18.12.03

"le métro a ceci de joli"

Le métro, théatre de la vie.
Ces gens d'un air joyeusement provincial, au milieu d'une conversation animée avec un enfant jouant tellement bien son rôle, me proposent de partager avec eux leur paquet de chips...

il faut dire que dans le métro 13 comme dans le 6 qui est fait pareil (mais qui lui, sort de terre beaucoup plus), il y six places en bout de chaque voiture, six places qui se font face, et on y est comme une petite famille à chaque fois, les privilégiés, les amis, plus au moins étalés, dans mon cas, sur la banquette. Ces six places sont un havre de paix dans ce métro. Surtout quand y débarque une petite bande avec un enfant, avec des yeux neufs, avec quelque chose à partager.

Et puis.

Avant-hier, un SDF notoire bougonne bougonne tant et si bien qu'on n'y comprend rien. On n'y comprend malheuresuement assez pour comprendre qu'il râle contre une personne d'origine africaine, il va jusqu'à mimer lui mettre des coups de pieds Lorsque la personne se lève pour descendre. Un peu calmé après cet épisode, il s'attache ensuite à un voyageur, allant jusqu'à lui carresser la joue lorsqu'il descend lui aussi. "bon courage, il fait froid dehors", lui dit-il en souriant et en s'éloignant... Je me dis qu'il faut faire quelque chose pour lui. Evidemment au terminus il est le dernier à descendre, sans comprendre, sans savoir ce qu'il va faire maintenant, et la nuit tombe. Et je ne fais rien.

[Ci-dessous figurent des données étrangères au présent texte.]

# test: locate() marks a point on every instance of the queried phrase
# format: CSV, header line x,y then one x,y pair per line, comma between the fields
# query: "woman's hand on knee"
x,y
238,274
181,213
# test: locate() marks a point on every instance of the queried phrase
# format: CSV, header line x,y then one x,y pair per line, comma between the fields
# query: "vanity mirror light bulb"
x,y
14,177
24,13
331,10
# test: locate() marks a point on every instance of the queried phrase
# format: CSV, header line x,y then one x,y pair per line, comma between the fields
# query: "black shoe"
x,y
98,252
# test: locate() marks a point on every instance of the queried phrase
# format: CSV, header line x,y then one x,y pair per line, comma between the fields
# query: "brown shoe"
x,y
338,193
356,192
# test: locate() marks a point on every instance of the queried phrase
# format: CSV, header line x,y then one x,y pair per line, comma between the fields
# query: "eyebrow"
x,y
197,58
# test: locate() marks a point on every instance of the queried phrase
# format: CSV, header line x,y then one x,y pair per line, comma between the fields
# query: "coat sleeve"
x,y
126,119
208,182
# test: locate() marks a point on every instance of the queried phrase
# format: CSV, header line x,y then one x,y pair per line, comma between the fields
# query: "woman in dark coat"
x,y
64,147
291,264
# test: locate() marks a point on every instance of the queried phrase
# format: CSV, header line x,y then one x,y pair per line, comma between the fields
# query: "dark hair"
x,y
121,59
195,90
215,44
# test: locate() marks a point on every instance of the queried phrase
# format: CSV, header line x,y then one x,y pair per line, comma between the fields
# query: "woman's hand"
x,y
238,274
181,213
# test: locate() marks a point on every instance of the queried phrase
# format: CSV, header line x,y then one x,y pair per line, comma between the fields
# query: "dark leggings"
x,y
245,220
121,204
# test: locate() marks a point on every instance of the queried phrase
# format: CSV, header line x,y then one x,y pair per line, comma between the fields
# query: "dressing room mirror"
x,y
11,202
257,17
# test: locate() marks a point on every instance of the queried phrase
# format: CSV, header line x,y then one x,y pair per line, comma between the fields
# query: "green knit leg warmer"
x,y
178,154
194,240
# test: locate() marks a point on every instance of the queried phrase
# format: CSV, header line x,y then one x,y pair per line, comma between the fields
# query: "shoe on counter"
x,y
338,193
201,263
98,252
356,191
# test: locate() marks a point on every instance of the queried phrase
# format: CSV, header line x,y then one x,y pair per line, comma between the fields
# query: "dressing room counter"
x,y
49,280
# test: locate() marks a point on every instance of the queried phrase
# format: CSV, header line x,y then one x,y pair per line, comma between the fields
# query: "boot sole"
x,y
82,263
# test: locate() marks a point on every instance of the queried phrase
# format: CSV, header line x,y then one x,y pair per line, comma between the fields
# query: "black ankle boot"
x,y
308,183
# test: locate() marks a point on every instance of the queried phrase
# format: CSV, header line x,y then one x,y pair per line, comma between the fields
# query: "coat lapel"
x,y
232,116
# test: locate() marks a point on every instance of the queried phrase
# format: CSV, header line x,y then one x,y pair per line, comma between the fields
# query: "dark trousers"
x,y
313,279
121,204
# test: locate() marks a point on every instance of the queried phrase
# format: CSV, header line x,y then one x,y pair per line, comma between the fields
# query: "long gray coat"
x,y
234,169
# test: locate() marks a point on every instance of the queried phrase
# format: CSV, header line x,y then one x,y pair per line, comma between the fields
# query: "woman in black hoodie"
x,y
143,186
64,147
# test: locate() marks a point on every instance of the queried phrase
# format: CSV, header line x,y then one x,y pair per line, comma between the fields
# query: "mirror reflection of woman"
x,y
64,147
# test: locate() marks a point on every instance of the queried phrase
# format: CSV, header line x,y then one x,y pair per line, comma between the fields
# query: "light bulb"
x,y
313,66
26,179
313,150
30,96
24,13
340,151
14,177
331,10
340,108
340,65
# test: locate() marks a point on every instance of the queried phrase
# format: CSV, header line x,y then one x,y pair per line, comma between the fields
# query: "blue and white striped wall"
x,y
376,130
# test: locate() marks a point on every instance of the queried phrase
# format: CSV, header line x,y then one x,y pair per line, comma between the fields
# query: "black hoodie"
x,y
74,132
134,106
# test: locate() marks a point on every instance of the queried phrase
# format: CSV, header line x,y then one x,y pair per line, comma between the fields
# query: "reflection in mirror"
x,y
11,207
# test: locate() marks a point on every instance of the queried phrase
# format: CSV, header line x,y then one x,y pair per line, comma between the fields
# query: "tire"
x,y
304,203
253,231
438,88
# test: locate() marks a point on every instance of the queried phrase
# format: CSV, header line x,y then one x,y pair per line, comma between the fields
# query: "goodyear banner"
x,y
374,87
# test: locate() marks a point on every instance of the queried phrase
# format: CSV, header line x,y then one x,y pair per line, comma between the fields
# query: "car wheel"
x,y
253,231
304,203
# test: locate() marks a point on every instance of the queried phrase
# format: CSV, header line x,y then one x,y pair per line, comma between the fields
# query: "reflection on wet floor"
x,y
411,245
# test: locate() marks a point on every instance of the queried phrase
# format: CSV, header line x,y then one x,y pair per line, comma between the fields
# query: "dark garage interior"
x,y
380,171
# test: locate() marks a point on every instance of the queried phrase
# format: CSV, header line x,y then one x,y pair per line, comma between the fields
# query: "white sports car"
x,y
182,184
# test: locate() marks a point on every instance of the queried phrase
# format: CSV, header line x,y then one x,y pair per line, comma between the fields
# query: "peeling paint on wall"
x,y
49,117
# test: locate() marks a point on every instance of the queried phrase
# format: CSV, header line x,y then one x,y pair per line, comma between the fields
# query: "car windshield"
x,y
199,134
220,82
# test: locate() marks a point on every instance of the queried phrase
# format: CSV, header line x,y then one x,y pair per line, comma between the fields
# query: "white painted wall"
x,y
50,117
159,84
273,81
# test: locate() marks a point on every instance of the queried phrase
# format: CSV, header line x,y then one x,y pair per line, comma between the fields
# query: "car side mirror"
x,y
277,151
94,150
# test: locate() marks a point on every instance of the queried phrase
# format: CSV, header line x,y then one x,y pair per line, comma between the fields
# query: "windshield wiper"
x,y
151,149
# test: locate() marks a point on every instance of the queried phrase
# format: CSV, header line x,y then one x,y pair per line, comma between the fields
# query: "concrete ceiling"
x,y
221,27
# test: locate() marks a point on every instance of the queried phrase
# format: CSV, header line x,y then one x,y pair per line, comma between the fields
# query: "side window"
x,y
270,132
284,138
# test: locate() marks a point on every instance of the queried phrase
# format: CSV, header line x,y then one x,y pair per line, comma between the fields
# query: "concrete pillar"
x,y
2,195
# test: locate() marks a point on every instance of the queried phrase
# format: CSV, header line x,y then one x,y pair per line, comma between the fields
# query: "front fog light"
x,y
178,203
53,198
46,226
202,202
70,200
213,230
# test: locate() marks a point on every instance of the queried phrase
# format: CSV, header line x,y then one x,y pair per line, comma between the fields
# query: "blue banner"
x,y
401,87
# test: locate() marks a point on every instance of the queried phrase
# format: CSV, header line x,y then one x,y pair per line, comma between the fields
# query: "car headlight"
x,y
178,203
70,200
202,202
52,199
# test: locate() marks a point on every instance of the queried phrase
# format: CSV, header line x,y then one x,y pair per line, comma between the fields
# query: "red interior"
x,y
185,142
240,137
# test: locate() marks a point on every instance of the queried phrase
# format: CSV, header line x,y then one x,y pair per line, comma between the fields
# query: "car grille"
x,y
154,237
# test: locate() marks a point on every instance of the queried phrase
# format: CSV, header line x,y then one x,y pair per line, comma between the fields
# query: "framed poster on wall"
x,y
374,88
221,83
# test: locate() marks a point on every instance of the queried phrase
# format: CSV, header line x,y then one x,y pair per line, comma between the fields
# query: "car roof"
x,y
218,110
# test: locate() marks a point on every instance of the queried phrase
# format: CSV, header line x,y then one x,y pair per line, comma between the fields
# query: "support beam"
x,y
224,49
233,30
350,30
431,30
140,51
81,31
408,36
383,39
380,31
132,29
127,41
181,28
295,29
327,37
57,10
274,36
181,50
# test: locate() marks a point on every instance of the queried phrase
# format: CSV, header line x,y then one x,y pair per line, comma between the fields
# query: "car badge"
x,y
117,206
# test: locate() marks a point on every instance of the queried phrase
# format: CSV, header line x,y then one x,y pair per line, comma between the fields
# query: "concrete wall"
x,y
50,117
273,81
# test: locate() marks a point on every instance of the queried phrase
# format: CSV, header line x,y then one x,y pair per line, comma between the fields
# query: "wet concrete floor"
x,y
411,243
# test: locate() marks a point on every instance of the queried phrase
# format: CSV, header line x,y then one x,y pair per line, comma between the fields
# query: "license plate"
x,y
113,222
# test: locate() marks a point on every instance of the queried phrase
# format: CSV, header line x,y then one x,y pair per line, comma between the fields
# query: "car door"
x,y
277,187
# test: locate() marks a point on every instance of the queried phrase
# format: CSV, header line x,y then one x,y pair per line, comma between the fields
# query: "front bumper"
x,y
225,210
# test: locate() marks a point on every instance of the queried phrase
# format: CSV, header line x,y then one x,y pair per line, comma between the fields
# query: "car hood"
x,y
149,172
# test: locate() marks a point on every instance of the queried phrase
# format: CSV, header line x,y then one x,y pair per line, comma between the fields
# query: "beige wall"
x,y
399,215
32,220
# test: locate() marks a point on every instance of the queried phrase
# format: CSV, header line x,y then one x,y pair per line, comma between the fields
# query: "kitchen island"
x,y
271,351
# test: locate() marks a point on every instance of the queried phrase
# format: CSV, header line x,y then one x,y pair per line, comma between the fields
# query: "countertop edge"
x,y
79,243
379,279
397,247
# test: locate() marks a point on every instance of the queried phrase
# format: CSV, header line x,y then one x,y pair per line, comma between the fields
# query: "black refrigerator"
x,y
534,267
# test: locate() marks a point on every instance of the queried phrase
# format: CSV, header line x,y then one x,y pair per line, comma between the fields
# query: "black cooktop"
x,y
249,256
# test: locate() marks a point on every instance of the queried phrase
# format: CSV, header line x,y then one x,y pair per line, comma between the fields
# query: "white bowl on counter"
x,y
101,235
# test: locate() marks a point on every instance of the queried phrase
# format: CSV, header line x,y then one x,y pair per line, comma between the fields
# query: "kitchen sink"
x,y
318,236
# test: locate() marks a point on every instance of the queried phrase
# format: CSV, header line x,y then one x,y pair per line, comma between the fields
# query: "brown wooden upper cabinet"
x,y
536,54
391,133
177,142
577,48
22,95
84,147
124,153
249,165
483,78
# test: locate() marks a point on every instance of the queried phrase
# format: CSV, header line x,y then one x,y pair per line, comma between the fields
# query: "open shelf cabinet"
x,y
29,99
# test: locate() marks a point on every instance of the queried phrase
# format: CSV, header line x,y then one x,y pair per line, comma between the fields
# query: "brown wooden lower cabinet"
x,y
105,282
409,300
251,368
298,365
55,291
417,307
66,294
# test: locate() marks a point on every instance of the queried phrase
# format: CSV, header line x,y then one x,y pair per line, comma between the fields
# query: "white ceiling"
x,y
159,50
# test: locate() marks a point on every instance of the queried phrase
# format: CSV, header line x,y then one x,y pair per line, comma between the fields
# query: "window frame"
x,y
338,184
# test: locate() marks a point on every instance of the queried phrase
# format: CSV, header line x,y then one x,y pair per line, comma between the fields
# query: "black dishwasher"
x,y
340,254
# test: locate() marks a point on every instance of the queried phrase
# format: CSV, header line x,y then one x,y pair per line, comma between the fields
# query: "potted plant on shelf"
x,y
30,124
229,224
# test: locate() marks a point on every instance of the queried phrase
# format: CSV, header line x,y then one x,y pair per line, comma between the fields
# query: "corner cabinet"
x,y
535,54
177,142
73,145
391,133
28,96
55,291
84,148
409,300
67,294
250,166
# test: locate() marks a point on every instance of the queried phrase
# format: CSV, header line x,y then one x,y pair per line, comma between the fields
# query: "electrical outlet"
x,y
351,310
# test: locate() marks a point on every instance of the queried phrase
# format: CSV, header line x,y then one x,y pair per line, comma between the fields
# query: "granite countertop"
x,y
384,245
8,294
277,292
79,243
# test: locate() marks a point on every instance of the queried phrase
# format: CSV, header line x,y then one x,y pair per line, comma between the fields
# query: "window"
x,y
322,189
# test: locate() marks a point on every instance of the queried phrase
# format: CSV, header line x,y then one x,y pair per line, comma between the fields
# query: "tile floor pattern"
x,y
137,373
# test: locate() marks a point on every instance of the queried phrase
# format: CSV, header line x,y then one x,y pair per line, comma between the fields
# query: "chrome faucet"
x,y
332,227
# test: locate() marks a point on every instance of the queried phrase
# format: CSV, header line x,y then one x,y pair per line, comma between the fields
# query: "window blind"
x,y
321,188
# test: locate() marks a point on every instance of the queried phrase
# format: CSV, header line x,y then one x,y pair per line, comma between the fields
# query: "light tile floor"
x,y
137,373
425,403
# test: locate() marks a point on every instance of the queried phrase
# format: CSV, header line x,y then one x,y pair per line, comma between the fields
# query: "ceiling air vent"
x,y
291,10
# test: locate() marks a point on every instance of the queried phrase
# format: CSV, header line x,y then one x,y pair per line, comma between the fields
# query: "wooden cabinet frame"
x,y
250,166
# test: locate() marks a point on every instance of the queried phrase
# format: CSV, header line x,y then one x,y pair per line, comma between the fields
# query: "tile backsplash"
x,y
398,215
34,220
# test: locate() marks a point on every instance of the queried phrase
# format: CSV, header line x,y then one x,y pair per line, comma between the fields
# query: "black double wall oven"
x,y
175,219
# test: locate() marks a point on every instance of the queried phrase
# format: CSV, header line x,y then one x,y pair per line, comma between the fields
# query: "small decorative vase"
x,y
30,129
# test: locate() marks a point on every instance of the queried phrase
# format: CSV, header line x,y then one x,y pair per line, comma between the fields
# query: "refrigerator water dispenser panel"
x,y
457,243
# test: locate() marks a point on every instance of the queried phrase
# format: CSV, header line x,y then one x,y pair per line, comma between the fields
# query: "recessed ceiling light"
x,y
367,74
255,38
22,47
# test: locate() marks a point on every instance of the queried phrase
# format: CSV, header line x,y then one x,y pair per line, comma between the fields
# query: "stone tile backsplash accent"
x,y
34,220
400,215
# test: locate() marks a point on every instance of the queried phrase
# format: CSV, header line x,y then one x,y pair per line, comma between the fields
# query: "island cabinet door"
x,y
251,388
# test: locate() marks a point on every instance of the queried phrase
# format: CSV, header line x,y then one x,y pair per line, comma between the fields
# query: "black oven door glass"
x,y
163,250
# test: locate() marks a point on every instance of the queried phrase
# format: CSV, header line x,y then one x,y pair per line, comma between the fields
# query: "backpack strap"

Hier, un arabe, fier d'être arabe, invectivait un juif. L'insultait. L'autre ne répondait pas, mais ils auraient pu en venir aux mains. Et le public de sourire comme d'habitude. Presque contents du spectacle. Mes compagnons dans le havre de paix se souraient, loin de la source de bruit. "là il est descendu non ?" "oui au bruit, on dirait". Ce fut leur seul commentaire. Mais quoi ? Ce n'est pas le spectacle de l'intolérance humaine, le pire spectacle de la bestialité et de l'ignorance, qu'on voit là ? N'est-ce pas là la vérité à combattre, quelque chose d'éminamment sérieux ? Nous sourions pour supporter. Nous nous accrochons à l'image de bonheur que nous reflète la société de consommation. Nous rabaissons ces exactions à des spectacles sans conséquences.

Je Vais Pas Pouvoir Longtemps Supporter.